If anyone out there still reads, I give a 10 out of 10 to the provocative essays and poetry of Wendell Berry, now at age 91, living in the very rural town of Port Royal, Kentucky. In his book "A Continuous Harmony" Berry quotes Ezra Pound (from Confucius. The Great Digest and Unwobbling Pivot).
"One humane family can humanize a whole state; one courteous family can lift a whole state into courtesy; one grasping and perverse man can drive a nation to chaos."
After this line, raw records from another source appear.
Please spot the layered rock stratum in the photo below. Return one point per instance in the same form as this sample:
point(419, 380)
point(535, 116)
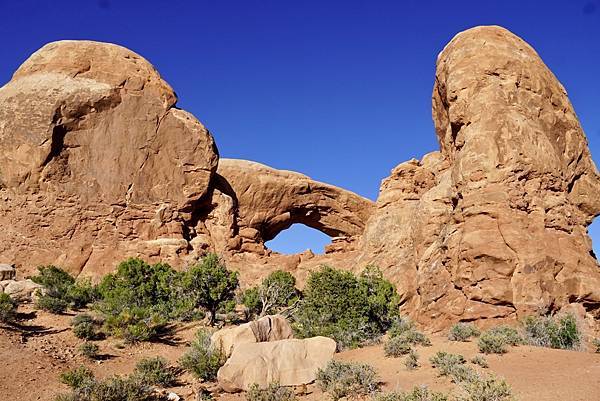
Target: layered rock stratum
point(97, 164)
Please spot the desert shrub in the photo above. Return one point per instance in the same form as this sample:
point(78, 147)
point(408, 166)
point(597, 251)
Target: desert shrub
point(273, 392)
point(250, 298)
point(202, 359)
point(382, 298)
point(277, 291)
point(8, 308)
point(479, 360)
point(492, 343)
point(76, 378)
point(497, 340)
point(89, 350)
point(451, 365)
point(554, 332)
point(340, 379)
point(421, 393)
point(396, 347)
point(138, 300)
point(487, 388)
point(596, 345)
point(210, 284)
point(412, 360)
point(349, 309)
point(84, 327)
point(401, 325)
point(81, 293)
point(51, 304)
point(463, 332)
point(155, 372)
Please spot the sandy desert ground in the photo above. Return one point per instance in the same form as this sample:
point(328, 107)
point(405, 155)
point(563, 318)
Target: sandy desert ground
point(33, 359)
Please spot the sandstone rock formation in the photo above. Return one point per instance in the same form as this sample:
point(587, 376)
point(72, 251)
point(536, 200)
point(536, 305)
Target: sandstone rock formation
point(495, 223)
point(97, 164)
point(265, 329)
point(288, 362)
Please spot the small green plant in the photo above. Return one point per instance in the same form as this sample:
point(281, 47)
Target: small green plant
point(488, 388)
point(84, 327)
point(81, 293)
point(463, 332)
point(61, 290)
point(138, 300)
point(8, 309)
point(340, 379)
point(52, 304)
point(277, 291)
point(77, 378)
point(497, 339)
point(510, 334)
point(412, 360)
point(596, 345)
point(89, 350)
point(202, 359)
point(117, 388)
point(480, 360)
point(452, 365)
point(421, 393)
point(396, 347)
point(211, 284)
point(554, 332)
point(155, 372)
point(273, 392)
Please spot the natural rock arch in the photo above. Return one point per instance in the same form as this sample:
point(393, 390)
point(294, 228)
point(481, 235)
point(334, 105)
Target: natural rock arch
point(268, 201)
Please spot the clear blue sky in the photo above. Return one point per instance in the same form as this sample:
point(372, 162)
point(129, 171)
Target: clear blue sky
point(338, 90)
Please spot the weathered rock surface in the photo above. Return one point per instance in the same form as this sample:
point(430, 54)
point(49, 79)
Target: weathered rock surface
point(289, 362)
point(96, 164)
point(21, 290)
point(265, 329)
point(495, 224)
point(7, 272)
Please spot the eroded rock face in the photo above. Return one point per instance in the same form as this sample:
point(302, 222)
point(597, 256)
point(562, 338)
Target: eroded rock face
point(269, 201)
point(96, 162)
point(288, 362)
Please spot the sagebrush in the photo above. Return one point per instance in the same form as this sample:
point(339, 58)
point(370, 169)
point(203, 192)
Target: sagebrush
point(341, 379)
point(202, 359)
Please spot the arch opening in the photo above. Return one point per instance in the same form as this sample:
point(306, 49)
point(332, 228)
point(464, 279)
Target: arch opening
point(297, 239)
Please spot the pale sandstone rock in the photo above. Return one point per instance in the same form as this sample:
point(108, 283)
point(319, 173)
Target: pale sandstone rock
point(21, 290)
point(289, 362)
point(96, 164)
point(265, 329)
point(268, 201)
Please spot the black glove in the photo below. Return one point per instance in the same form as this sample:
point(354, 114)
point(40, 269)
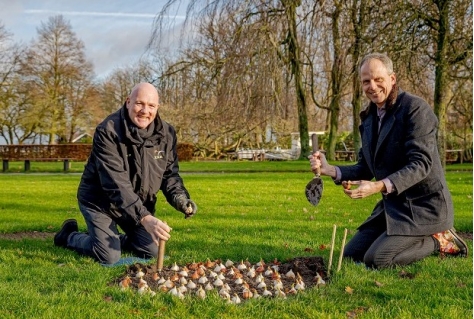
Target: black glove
point(185, 205)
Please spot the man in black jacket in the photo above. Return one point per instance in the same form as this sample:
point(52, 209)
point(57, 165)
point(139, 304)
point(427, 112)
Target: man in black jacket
point(133, 157)
point(415, 216)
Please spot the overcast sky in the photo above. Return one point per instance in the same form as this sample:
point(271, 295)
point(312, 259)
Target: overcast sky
point(114, 32)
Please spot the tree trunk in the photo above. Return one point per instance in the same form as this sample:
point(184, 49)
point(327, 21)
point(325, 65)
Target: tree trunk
point(441, 73)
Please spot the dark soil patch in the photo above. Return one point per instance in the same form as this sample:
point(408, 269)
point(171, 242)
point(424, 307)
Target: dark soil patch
point(307, 271)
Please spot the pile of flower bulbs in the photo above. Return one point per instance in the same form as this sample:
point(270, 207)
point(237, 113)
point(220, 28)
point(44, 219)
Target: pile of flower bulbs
point(232, 282)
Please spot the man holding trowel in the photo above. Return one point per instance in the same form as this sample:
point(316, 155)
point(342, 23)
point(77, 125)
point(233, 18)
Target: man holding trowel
point(414, 219)
point(133, 157)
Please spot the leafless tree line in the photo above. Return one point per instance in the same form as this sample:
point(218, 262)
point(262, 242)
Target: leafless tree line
point(248, 73)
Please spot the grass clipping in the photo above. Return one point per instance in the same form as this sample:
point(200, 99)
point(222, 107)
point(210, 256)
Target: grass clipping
point(235, 282)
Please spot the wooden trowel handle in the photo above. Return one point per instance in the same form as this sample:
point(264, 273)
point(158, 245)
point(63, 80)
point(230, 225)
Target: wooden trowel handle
point(314, 142)
point(161, 255)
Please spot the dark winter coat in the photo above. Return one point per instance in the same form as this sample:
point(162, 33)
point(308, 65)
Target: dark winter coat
point(124, 171)
point(405, 152)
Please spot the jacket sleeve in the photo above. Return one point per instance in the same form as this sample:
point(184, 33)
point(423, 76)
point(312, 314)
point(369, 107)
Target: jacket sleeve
point(114, 178)
point(172, 184)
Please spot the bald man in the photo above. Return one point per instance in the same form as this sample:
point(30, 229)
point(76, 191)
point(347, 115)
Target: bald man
point(133, 157)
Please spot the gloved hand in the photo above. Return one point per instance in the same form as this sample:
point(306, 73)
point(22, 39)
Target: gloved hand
point(185, 205)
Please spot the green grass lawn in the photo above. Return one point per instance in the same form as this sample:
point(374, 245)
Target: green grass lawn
point(247, 210)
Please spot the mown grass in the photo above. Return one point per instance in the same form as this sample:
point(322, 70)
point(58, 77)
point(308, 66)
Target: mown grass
point(257, 211)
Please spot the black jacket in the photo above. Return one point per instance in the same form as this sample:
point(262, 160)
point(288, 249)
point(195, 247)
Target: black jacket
point(405, 152)
point(124, 171)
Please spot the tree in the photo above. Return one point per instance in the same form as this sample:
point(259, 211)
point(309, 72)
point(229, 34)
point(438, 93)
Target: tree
point(265, 13)
point(15, 115)
point(56, 71)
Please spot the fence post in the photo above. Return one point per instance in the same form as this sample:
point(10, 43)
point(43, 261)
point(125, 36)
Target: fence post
point(66, 165)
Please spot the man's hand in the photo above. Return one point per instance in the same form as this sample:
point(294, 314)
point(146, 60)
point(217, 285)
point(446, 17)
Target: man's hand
point(186, 206)
point(156, 228)
point(318, 160)
point(364, 189)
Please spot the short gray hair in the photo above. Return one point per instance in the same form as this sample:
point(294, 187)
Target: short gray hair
point(382, 57)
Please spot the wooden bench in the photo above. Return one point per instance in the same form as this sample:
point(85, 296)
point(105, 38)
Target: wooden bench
point(27, 161)
point(44, 153)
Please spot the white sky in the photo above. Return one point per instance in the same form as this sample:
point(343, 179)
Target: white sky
point(114, 32)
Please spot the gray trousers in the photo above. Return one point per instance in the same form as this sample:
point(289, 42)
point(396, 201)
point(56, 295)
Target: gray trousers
point(104, 243)
point(372, 246)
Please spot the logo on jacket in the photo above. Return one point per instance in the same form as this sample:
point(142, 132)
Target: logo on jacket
point(158, 154)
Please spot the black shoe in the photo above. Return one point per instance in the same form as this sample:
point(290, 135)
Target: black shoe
point(463, 250)
point(69, 226)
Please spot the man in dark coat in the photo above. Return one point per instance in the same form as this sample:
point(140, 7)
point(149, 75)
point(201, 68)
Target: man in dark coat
point(399, 151)
point(133, 157)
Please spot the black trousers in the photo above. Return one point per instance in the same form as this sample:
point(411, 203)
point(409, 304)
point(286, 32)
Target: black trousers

I read daily and I have read many of Mr. Berry’s books. The first one about 30 years ago when a religion professor highlyrecommended his books and essays. He’s also a decent poet.
I started reading poetry 70 years ago. I kinda remember the first poem "The Sea." Then it was "If" by Rudyard Kipling and many others followed like Henley (Ivictus), Sandburg, (The Fog), Whitman, Edna St. Vincent Millay, and many others. I am preparing my own book of poems, starting with my first poem in 1968 called Men of Medicine. I find Berry's poetry unique in stirring thoughts few other poets have been able to ignite. My first Berry poem came about after asking an AI assistant to provide a poem akin to the inspiring thoughts I felt per Neruda's El Mar. This is the reply:
The Peace of Wild Things
When despair for the world grows in me
and I wake in the night at the least sound
in fear of what my life and my children’s lives may be,
I go and lie down where the wood drake
rests in his beauty on the water, and the great heron feeds.
I come into the peace of wild things
who do not tax their lives with forethought
of grief. I come into the presence of still water.
And I feel above me the day-blind stars
waiting with their light. For a time
I rest in the grace of the world, and am free.
— Wendell Berry, 2012
I would say this goes beyond "decent," but acknowledging how personal poetry is to each human that reads a poem.